Every once in a while the longtime title of my weekly blog and its content share the billing. Yes, like all pastors I wrestle with what to say and how to say it when Money Talks talks money. Oddly, the Bible generally and Jesus specifically shares no such reticence. That happens when one’s views and practices regarding personal finance find their place within the broader mantles of Christ follower and child of God. It is self-evident that God, specifically as He is revealed in his son, is generous, caring, faithful, loving, giving, and self-sacrificing. When those of us who bear his name are at our best, we are too. That’s a tall, almost impossible order outside the faith we claim and proclaim, and the grace flowing from it. But through that identity, with God’s help, it is natural to think and act that way. Mutual faithfulness defines the lives of persons of faith in a way nothing else really can.
In both the Old and New Testament, there is a strong precedent for one’s spiritual community being the first and foremost vessel for our offerings to God. “Bring ye all the tithes unto the storehouse,” Malachi wrote and our forefathers sang. The early church described in Acts placed their offerings in the care of the apostles as the community of faith fulfilled God’s design of the local church being the primary conduit of Kingdom advancement. Two thousand years later God’s work still emanates through followers of His bound together by love and shared mission by the person of Christ. My life’s great joy has been that for the majority of my adult life, I have had the privilege of loving and leading one of those.

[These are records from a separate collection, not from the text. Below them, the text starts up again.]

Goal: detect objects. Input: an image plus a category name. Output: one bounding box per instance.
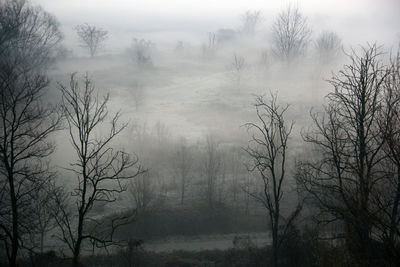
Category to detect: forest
[0,0,400,267]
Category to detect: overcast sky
[32,0,400,48]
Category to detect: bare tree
[174,138,193,205]
[245,94,300,266]
[31,180,59,253]
[241,10,261,36]
[374,48,400,265]
[299,45,390,264]
[203,135,222,210]
[272,5,311,61]
[202,32,217,56]
[128,38,154,67]
[131,82,145,110]
[227,53,246,89]
[315,31,342,62]
[75,23,108,58]
[0,0,61,266]
[129,170,157,214]
[57,74,141,265]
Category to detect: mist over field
[0,0,400,267]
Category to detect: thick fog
[0,0,400,267]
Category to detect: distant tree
[202,32,217,56]
[227,53,246,89]
[30,181,60,254]
[131,82,145,109]
[272,5,311,61]
[128,38,154,66]
[75,23,108,58]
[240,10,261,36]
[245,94,301,266]
[57,74,142,266]
[203,135,222,210]
[173,138,193,205]
[0,0,62,267]
[315,31,342,62]
[129,170,157,214]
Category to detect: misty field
[0,0,400,267]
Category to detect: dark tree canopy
[0,1,61,266]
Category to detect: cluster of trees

Today, First Baptist Church on Gandy in St. Petersburg, Florida stands not just as a civic landmark, but a living agent of God’s wishes for this city and beyond. A first look reveals an urban cathedral rising up to draw attention to the stained glass and steeple under which our church gathers, but is not contained. The faithfulness of its people does provide the care of this grand building and the ministries it houses. If we are not careful, we can miss the connection between the two by focusing in on just the costs. We do invest in the leadership of ministers whose calling is to care for, disciple, and equip our people to do the work of the saints. And, yes, we maintain over one hundred thousand square feet of space to not only use but to care for. Utility bills alone can easily eclipse $10,000 in a given month. And, just like at your house, things wear out and break or just need to be maintained. And there are substantial systems that cannot be counted on to work for many more years. Truth be told, we spend a fair amount of our devotional time praying over chillers and the like because we know they need to keep going; and we do not have the resources in hand to repair or replace.
It helps when you think of our brick and mortar not as a monument, but as an instrument of God’s good work. Children’s classrooms house over fifty young preschoolers each day of the week. On Wednesday several hundred women study God’s word together, many bringing their little ones to be taught and cared for. Over a thousand people a month receive food housed outside our kitchen by the food pantry. Hundreds worship God in the beauty of his holiness and his sanctuary. And there is room for hundreds more. Four weeks a year families on a journey out of homelessness and into hope rest their heads in our educational space. You get the idea. It takes a lot to do all these things.
You see, The ministry of FBC is financially supported by the voluntary gifts of its people. That’s primarily it. It is easy to think that it just happens or that we receive money from our denomination. Just the opposite, we give a lot. And for that reason, there is need for our people to do the same. When we return to God a portion of what He has given us, we obediently fulfill the biblical mandate to be faithful. It also is fulfilling to our souls, just as God said it would. And it fulfills the needs of the congregation that abides at the corner of 275 and Gandy. And by such faithfulness, will shine out from there for generations to come. Fulfilling. And fulfilling. And fulfilling. Let’s join together to realize all three.